Dalam konteks Sekolah Katolik, peran guru menjadi lebih penting mana kala dihadapkan pada situasi dan kondisi Sekolah Katolik yang memasukan ke dalamnya aspek-aspek kekatolikan yang spesifik. Setiap guru yang mengabdi di Sekolah Katolik, hendaknya menyesuaikan dirinya dengan kekhasan Sekolah Katolik, dan bukan malah Sekolah Katolik menyesuaikan dirinya dengan kekhususan dari pribadi-pribadi guru (yang juga berasal dari latar belakang berbeda).
Dalam  bagian ini, kita akan mencoba melihat peran guru di Sekolah Katolik serta beberapa aspek sosial, politik dan pastoral yang melingkungi misi dan visi Sekolah Katolik.


B.   Peran Puru sebagai Pengajar: Belajar dari Yesus Kristus

Dalam teologi Kristen, terdapat tiga tugas yang diterima oleh Yesus Kristus dari Bapa-Nya: bernubuat, mengajar, dan menguduskan. Dalam konteks pendidikan, tugas utama yang diterima Yesus adalah mengajar. Yesus adalah guru agung, dan seluruh kuasa mengajar diberikan kepada para rasul dan para murid-Nya. Tugas utama Yesus Kristus ialah “mengajarkan Kerajaan Allah” dan seluruh para rasul dan mudid juga melanjutkan tugas mengajarkan Kerajaan Allah ini kepada segenap ciptaan Allah dan sampai ke seluruh dunia.[1]

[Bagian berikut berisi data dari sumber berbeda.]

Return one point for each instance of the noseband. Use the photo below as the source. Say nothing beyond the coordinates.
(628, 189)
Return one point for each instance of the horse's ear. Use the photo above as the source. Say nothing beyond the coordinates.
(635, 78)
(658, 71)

Sekolah Katolik sebagai bagian dari kerasulan pendidikan Gereja Katolik mengaktualkannya dalam mendidik kaum muda agar nilai-nilai Kerajaan Allah itu sungguh dirasa, diketahui dan dihidupi oleh segenap kaum muda. Nilai-nilai Kerajaan Allah yang memuat kasih, damai dan keadilan harus menjadi sebuah pengetahuan yang diajarkan, dibentuk melalui pengolahan akal budi serta dihidupi dalam kebersamaan sebagai ciptaan Allah.
Inilah tugas mulia yang dimiliki oleh Yesus Kristus, dan diterima dari Bapa-Nya dan kita semua diajak untuk ambil bagian dalam misi mengajar dan membentuk manusia muda masa kini sesuai dengan situasi yang dimiliki oleh jaman.


C.   Konteks Pendidikan, Politik dan Kegerejaan

Pendidikan merupakan suatu proses pembentukan manusia yang sangat pelik karena terkait erat dengan banyak aspek kehidupan: politik, ekonomi, sosial budaya dan agama. Banyak orang mengatakan bahwa untuk memperbaiki situasi masyarakat dalam bidang ekonomi membutuhkan perbaikan dalam sektor pendidikan; walaupun banyak ahli juga yang mengatakan sebaliknya. Namun dalam konteks kita, pendidikan selalu dikaitkan dengan politik bangsa dan politik gereja. Praktek pendidikan selalu dilatarbelakangi dan dipengaruhi oleh kebijakan-kebijakan politik serta visi – misi Gereja dalam memanusiakan manusia.

Arah pemikiran pendidikan sekarang justru telah mengalami perubahan atau pergeseran nilai, mulai dari pendidikan tradisional kepada pendidikan yang bersifat kontemporer – modern.[2] Pergeseran yang paling kuat dipengaruhi oleh perkembangan teknologi informasi serta efek dari globalisasi yang semakin menjungkir balikan tata-tata nilai tradisional kepada yang up to date. Dalam hal seperti ini, peran guru dalam proses mendidik juga mengalami pergeseran: mulai dari guru sebagai sumber pengetahuan kepada guru sebagai mediator pengetahuan. Para guru dipanggil untuk lebih menekankan terutama sebuah peran sebagai mediator antara peserta didik dan informasi, untuk menolong mereka dalam mengintegrasikan dalam sebuah bingkai organis dan sistematis tentang pengetahuan.[3]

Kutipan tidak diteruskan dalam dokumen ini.